Vergleicht man das Diagramm mit dem des Calls, fällt auf, dass der Putwert eine Höchstgrenze (hier: 60Euro) nicht überschreiten kann. Begründung: Der Kurs der DaimlerChrysler-Aktie kann allenfalls auf Null sinken. Dann hätte der Put seinen größtmöglichen Wert (60 Euro) erreicht. Fassen wir zusammen: Am Verfalltag hängt der Wert einer .Aktienoption lediglich von zwei Einflussfaktoren ab, vom Börsenkurs der Aktie und vom Basispreis. Dieses Ergebnis kann man auf andere Optionen übertragen. Bei einer Devisenoption beispielsweise lässt sich der Wert am Ende der Optionsfrist aus Basispreis und aktuellem Devisenkurs ableiten.
Den in der Abbildung dargestellten Wert bezeichnet man als Inneren Wert (englisch: Intrinsic Value). Er liegt entweder bei null oder er entspricht dem Unterschiedsbetrag zwischen
- aktuellem Aktienkurs und Strike, wenn ein Call betrachtet wird und der Underlying- den Basispreis übertrifft;
- Strike und aktuellem Aktienkurs, vorausgesetzt, es handelt sich um einen Put und der Basispreis liegt über dem Aktienkurs.
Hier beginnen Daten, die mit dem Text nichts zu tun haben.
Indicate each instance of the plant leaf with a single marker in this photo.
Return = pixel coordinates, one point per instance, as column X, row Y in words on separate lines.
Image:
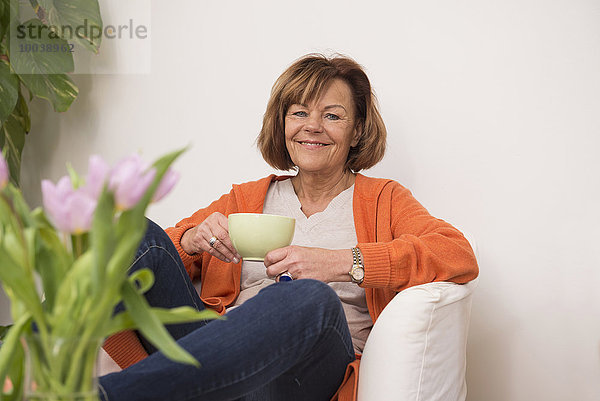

Der Innere Wert einer Kaufoption (Verkaufsoption) drückt aus, um wie viel der Aktienkurs den Basispreis überragt (unterschreitet). Daher kann der Innere Wert niemals negativ sein. Am Ende der Laufzeit lässt sich der Preis einer Option leicht feststellen, da der Aktienkurs mit Sicherheit feststeht. Die Option hat ihren Versicherungscharakter dann verloren. Umso schwieriger ist dagegen die Bewertung vor Erreichen des Verfalltermins. Auf den Preis wirken sich nun neben Basispreis und Aktienkurs noch eine Reihe weiterer Faktoren aus.